Small farms, which operate with far narrower margins, are silently being hit the hardest during this coronavirus crisis, advocates say.
Mary Jo Dudley, director of the Cornell Farmworker Program, says the program she coordinates has heard of five small farms closing indefinitely, pushing their workers out of jobs and housing. “This is one of the invisible consequences of the pandemic,” says Dudley.
Dudley said typically farm workers stay a few days while they find new jobs, but others such as Rick moved out of the hotel room paid by his farm employer because he said he felt pressured to leave the hotel without job security.
Luis Jiménez, president of the farmworker-led, grassroots organization Alianza Agricola, knows that three small ranches have closed. Even at the dairy farm Jiménez works in, there are rumors about whether the farm owner will sell cows to decrease production and lay off some workers, or do just one of the two.
So far, there is just anecdotal information available about how many small or medium-size farms have closed temporarily or indefinitely since the coronavirus hit New York in early March, but what is clear for advocates is that “this is happening every day,” says Dudley.
Even agricultural lending organizations such as Farm Credit East recognizes that “certainly, COVID-19 has had a significant impact on many farm businesses,” writes Tom Cosgrove, Farm Credit East’s executive vice president for knowledge exchange, public relations and marketing.
Not all farms are hit equally. “Dairy relies heavily on institutional purchasing, and with universities, schools, and restaurants closed that market has suffered,” said Kate Downes, NY FarmNet outreach director, in an email to City Limits. “However, on the flip side, many direct to market farms are having banner years –they’re getting requests for more beef, chicken, or pork, and cannot keep up with production because raising animals takes time and money. Slaughterhouses are booked up for weeks, so even if an animal is ready, the farmer may not be able to get an appointment to have it processed.”

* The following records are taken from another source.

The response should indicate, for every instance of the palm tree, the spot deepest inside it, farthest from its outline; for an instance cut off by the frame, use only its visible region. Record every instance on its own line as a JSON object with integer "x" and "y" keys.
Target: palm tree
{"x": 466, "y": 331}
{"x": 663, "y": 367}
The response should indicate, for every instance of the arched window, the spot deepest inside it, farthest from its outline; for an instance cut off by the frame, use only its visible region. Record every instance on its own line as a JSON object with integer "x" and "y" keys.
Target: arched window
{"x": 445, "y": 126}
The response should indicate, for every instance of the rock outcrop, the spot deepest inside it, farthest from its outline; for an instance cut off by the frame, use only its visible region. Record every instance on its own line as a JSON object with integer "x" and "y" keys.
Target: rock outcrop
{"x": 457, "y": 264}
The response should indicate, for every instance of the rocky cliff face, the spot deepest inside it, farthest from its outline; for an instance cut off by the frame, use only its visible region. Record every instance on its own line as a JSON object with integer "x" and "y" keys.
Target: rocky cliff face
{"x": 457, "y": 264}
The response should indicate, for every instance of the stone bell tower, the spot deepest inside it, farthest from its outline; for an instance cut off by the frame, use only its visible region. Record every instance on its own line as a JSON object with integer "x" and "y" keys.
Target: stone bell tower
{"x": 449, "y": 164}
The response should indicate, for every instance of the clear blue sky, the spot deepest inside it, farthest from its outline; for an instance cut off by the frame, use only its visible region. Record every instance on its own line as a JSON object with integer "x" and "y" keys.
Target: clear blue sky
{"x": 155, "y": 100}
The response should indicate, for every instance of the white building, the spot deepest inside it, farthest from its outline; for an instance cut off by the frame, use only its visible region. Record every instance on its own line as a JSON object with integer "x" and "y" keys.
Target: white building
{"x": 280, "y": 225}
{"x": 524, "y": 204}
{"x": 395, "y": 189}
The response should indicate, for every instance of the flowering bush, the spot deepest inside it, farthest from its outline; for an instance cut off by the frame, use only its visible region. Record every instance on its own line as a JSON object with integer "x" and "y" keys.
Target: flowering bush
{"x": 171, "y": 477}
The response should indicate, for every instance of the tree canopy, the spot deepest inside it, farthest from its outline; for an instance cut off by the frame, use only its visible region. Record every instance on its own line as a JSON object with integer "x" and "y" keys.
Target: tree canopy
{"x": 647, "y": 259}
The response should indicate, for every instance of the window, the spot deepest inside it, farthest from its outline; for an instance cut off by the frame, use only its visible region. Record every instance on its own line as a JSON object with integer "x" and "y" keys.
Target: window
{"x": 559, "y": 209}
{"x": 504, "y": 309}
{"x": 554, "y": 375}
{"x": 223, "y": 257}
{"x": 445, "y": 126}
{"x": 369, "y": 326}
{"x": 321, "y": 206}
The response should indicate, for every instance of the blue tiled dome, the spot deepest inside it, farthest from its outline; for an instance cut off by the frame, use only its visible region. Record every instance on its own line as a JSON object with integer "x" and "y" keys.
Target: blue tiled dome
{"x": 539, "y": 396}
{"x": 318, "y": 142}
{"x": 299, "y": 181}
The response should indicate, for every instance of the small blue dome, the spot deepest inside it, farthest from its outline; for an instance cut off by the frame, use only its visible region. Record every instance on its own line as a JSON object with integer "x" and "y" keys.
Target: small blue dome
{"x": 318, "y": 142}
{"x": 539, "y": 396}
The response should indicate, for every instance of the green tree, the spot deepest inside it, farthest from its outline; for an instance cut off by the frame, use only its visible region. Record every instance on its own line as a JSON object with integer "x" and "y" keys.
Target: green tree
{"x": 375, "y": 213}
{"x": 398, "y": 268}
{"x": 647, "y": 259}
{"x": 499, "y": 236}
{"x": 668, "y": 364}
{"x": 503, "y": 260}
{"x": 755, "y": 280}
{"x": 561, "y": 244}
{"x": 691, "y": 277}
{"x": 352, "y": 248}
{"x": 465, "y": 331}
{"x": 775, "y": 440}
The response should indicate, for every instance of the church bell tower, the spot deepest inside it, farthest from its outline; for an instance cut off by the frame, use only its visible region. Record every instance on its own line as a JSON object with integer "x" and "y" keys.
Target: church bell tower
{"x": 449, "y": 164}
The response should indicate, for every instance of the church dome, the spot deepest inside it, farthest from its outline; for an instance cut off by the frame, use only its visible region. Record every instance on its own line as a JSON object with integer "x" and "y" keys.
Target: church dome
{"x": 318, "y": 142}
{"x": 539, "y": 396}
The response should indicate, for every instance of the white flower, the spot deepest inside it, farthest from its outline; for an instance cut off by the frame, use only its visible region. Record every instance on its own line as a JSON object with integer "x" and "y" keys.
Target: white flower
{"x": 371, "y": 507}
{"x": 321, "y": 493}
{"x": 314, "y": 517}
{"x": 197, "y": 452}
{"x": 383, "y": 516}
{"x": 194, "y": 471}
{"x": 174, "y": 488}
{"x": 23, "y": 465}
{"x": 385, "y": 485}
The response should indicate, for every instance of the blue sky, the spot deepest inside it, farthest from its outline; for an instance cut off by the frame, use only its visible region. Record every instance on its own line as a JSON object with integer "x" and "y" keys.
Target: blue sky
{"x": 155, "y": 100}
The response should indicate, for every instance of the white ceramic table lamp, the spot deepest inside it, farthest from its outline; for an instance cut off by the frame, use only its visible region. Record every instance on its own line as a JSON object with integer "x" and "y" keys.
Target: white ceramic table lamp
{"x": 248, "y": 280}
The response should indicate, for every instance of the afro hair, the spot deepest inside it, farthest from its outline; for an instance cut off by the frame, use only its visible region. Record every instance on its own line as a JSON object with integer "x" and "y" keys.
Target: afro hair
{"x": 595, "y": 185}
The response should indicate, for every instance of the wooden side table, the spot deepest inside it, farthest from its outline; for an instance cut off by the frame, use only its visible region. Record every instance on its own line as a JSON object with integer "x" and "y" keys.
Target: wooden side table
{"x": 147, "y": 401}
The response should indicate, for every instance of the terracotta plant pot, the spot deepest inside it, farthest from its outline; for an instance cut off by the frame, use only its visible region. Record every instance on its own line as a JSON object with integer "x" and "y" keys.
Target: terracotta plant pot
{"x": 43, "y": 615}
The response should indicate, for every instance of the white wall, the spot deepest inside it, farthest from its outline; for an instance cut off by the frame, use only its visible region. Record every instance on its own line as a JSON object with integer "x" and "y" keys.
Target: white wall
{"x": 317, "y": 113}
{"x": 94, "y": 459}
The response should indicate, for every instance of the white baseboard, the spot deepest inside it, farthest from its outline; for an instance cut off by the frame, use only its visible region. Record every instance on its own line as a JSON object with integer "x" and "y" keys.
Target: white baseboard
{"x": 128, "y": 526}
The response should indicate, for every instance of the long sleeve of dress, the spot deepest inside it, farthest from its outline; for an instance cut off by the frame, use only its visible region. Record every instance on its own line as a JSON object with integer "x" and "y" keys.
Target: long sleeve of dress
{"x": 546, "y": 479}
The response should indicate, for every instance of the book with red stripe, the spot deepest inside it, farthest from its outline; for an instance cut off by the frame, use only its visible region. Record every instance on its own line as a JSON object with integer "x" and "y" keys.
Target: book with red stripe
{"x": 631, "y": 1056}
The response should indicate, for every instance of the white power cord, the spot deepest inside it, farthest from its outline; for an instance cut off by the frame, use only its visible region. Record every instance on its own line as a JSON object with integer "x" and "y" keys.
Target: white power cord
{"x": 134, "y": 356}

But even before the pandemic hit, many farms were suffering. A report by the American Farm Bureau Federation found farm bankruptcies, filed as Chapter 12, had increased nationally prior to the COVID-19 crisis. “Chapter 12 family farm bankruptcies for the 12-month period ending March 2020 totaled 627 filings, a 23 percent increase from the previous 12 months, according to recently released data from the U.S. Courts. Chapter 12 bankruptcy filings have increased for five consecutive years, and the 627 filings over the previous 12 months is the third-highest total over the last 20 years – behind 743 filings in 2011 and 632 filings in 2003,” read the reports.
“Currently, the increase in bankruptcies is not related to the pandemic and the data only goes through March,” Cole Staudt, the American Farm Bureau Federation’s media relations chief, explained in an email. Staudt said the impact from the Coronavirus could possibly push more farms to the brink or over the edge.
*City Limits uses pseudonyms for undocumented migrant farm workers.